The head of Siemens Gaimsa warned on Wednesday that a decade-long race to lower the cost of wind power production could not continue, as it would reduce the financial muscle of turbine manufacturers to continue investing in new technologies.
A boom in green energy investments to address climate change has helped lower the cost of wind power to a level where it can compete with fossil fuels like coal and natural gas.
“What we have clearly achieved is that wind power is now cheaper than anything else. But I believe we should not make it too cheap,” CEO Andreas Nawan told Reuters.
In Europe, wind and solar are now significantly cheaper than coal, natural gas and nuclear power, according to a Bernstein study.
Demand for wind turbines is at its peak, driven by the green transition, but falling prices and increased competition have squeezed out margins.
“We’re probably pushed it too far,” Nawan said. The industry’s ability to continue investing in new technologies and factories will diminish if the urge to cut wind power continues at the same pace, he added.
The operating margins of wind turbine manufacturers are also pressured by rising costs resulting from supply shortages and high prices of raw materials like steel.
Both Siemens Games and its main rival, Vestas, said they were able to pass on some of the high costs to customers, which is likely to be reflected in higher auction prices and long-term power purchase agreements.
Earlier this month, Vestas lowered its 2021 forecast for the second time this year, and now it expects an operating profit margin of 4% from 5-7% previously – far from its long-term target of 10% profit.

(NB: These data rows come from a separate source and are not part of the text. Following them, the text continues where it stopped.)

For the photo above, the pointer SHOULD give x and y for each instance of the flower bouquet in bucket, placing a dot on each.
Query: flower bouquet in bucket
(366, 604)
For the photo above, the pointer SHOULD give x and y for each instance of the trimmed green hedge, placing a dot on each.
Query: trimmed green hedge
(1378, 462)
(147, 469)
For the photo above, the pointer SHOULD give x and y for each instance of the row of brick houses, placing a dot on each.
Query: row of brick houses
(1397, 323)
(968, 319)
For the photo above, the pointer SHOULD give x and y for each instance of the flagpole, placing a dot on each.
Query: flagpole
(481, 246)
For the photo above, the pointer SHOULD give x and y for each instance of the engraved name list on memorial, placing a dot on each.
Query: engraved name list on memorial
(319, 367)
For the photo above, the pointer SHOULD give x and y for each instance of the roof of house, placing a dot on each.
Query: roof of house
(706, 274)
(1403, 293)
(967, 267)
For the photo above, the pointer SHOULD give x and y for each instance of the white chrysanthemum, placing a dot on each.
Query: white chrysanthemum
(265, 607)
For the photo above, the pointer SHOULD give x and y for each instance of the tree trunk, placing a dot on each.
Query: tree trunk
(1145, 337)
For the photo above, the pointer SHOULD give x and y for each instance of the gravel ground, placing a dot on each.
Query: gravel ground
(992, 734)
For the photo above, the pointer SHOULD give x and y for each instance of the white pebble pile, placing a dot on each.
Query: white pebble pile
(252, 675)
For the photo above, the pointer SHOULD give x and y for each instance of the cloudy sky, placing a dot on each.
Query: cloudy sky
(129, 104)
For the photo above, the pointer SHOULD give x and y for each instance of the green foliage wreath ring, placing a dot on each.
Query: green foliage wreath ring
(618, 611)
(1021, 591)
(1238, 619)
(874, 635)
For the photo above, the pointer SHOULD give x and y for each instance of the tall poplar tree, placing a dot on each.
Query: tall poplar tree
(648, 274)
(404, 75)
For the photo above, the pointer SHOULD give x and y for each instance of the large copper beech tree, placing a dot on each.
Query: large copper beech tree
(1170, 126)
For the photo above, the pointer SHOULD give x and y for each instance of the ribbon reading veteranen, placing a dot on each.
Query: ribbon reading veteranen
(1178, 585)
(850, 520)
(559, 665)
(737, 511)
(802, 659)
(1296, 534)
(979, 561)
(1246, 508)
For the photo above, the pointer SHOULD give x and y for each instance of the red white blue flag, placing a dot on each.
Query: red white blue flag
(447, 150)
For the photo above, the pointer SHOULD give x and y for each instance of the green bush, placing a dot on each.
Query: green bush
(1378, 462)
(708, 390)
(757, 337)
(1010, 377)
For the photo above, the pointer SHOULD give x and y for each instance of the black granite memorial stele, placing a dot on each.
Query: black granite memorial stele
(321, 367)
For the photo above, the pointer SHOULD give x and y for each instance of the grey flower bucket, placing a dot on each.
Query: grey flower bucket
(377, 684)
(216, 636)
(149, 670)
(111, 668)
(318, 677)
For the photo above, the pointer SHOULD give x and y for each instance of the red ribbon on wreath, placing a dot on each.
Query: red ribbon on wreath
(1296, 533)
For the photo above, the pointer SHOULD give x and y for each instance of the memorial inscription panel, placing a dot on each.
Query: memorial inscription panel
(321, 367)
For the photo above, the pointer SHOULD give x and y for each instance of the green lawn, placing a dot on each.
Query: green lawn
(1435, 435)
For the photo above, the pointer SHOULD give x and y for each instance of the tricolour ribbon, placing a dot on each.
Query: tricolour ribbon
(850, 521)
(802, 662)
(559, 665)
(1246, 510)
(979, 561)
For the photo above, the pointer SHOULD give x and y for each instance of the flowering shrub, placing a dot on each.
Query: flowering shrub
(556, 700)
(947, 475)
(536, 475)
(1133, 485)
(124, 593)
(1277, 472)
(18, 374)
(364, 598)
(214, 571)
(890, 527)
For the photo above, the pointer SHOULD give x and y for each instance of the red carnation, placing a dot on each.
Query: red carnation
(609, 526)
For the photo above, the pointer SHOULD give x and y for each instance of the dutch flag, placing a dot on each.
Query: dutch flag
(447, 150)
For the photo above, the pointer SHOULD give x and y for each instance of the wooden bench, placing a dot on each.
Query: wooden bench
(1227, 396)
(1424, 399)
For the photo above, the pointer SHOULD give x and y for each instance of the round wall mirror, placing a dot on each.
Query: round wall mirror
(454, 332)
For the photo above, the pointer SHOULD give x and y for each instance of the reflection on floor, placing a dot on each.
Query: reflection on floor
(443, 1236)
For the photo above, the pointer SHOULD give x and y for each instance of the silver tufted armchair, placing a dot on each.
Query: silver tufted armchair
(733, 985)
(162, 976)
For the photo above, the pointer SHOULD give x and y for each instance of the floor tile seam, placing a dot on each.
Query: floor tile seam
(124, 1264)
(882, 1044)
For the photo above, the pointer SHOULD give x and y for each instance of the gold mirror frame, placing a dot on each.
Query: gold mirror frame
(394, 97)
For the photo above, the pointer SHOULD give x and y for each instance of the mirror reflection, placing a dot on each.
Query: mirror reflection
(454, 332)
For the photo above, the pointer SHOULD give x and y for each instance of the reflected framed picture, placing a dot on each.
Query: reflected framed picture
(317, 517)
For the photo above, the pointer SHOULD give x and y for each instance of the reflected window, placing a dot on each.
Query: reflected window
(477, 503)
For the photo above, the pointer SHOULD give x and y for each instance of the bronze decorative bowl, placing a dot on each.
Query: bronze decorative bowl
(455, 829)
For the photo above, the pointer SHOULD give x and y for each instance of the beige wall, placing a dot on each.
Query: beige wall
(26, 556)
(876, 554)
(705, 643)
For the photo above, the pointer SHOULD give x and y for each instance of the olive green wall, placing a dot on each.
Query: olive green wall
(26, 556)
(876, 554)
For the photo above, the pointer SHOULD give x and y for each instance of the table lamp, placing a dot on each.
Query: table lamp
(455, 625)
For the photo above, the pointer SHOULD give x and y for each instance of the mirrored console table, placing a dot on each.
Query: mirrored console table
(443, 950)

Siemens Gamsa has also pushed the horizon where it expects to reach its long-term target of 8-10% by 2024 or 2025, from 2023 earlier.
Governments around the world are gradually eliminating generous wind subsidies, opting for more competitive contract tenders, and preferring project developers who submit the lowest bids.
“We need to change auction systems in the future,” Nawan said. He suggested that criteria such as the creation of local jobs should be considered instead of focusing only on price.